One simple solution to mix the 2 fashions is to resolve whether or not to cut back false negatives or false positives.
Scale back False Negatives
You may need to cut back false negatives in eventualities corresponding to predicting whether or not a affected person has most cancers (it’s higher to make a mistake telling sufferers that they’ve most cancers than to fail to detect most cancers).
To scale back false negatives, select optimistic labels when two fashions disagree.
Scale back False Positives
You may need to cut back false positives in eventualities corresponding to recommending movies that may be violent to children (it’s higher to make the error of not recommending kid-friendly movies than to suggest grownup movies to children).
To scale back false positives, select adverse labels when two fashions disagree.

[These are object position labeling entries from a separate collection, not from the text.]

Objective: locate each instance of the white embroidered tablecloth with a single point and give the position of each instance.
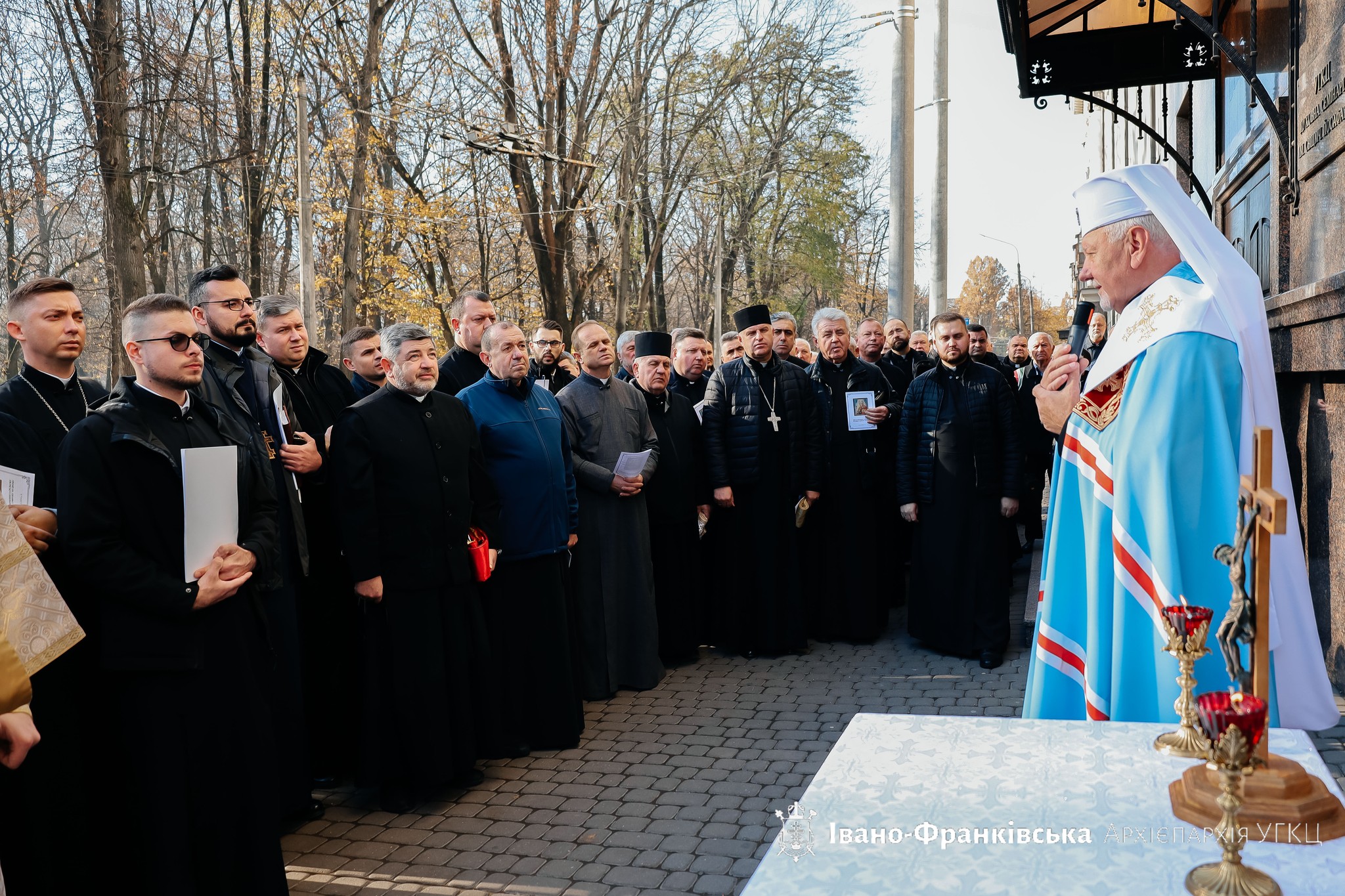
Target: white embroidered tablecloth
(923, 779)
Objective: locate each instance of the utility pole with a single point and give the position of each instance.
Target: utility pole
(718, 278)
(305, 214)
(939, 209)
(902, 228)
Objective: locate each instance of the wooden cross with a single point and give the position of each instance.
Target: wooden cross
(1270, 509)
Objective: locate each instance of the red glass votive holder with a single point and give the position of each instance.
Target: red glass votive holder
(1220, 711)
(1185, 620)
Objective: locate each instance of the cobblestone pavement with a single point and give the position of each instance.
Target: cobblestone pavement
(671, 790)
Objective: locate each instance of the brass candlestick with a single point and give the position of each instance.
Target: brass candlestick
(1229, 878)
(1188, 740)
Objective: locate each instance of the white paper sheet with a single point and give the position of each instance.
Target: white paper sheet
(631, 464)
(854, 405)
(210, 504)
(16, 485)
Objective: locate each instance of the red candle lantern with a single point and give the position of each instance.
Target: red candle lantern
(1220, 711)
(1185, 618)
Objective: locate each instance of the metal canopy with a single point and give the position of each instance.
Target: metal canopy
(1064, 47)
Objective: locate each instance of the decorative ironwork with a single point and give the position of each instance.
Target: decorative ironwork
(1040, 102)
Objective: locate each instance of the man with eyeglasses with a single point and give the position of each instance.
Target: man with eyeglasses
(241, 381)
(548, 347)
(470, 314)
(326, 609)
(185, 730)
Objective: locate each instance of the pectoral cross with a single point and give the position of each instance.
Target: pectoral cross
(1270, 509)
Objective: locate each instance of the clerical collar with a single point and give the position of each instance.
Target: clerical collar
(33, 372)
(181, 409)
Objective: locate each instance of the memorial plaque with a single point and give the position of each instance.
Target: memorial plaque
(1321, 106)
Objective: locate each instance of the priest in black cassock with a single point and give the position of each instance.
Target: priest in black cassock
(186, 735)
(327, 610)
(764, 448)
(409, 481)
(676, 499)
(613, 578)
(527, 613)
(958, 475)
(849, 526)
(47, 398)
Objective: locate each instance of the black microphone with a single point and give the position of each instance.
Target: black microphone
(1079, 327)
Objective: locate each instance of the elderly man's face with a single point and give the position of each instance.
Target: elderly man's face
(416, 367)
(1097, 328)
(653, 372)
(1040, 350)
(757, 341)
(833, 340)
(692, 358)
(508, 356)
(871, 340)
(898, 335)
(785, 333)
(979, 341)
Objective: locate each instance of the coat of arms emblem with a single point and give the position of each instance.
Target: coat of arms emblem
(795, 836)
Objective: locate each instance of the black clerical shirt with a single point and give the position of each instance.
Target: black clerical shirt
(49, 406)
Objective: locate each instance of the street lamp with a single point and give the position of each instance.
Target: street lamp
(1019, 259)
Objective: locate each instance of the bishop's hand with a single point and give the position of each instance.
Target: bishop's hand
(1059, 389)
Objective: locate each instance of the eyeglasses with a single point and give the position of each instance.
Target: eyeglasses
(232, 304)
(179, 341)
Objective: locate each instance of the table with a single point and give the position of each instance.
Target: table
(911, 775)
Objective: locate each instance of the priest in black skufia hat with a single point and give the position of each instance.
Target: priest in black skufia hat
(674, 499)
(764, 449)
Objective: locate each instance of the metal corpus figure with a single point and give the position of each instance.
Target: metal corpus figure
(1239, 625)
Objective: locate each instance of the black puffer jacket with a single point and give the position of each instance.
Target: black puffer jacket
(875, 448)
(997, 452)
(730, 423)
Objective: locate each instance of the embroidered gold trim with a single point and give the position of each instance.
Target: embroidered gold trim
(1102, 405)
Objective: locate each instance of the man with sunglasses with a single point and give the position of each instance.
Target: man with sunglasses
(182, 662)
(241, 381)
(548, 349)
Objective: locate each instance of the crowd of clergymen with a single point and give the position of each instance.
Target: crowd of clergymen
(345, 633)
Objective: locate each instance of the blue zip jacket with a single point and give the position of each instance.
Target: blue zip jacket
(527, 456)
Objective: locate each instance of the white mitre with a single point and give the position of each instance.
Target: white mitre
(1105, 200)
(1302, 688)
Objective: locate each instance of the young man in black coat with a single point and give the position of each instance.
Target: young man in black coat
(470, 314)
(409, 482)
(318, 394)
(764, 448)
(186, 730)
(958, 473)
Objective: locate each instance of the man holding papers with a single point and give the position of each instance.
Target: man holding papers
(182, 661)
(604, 418)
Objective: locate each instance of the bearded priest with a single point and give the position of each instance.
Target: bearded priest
(1146, 480)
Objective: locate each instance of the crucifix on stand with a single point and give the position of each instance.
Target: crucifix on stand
(1269, 509)
(1281, 793)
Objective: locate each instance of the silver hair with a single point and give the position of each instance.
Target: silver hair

You may also use different extra advanced coverage layers to resolve which prediction to select from.
For a deeper dive into find out how to mix an ML mannequin and a rule-based mannequin, I like to recommend checking this glorious video by Jeremy Jordan.
Congratulations! You may have simply realized what a rule-based mannequin is and find out how to mix it with a machine-learning mannequin. I hope this text provides you the information wanted to develop your personal rule-based mannequin.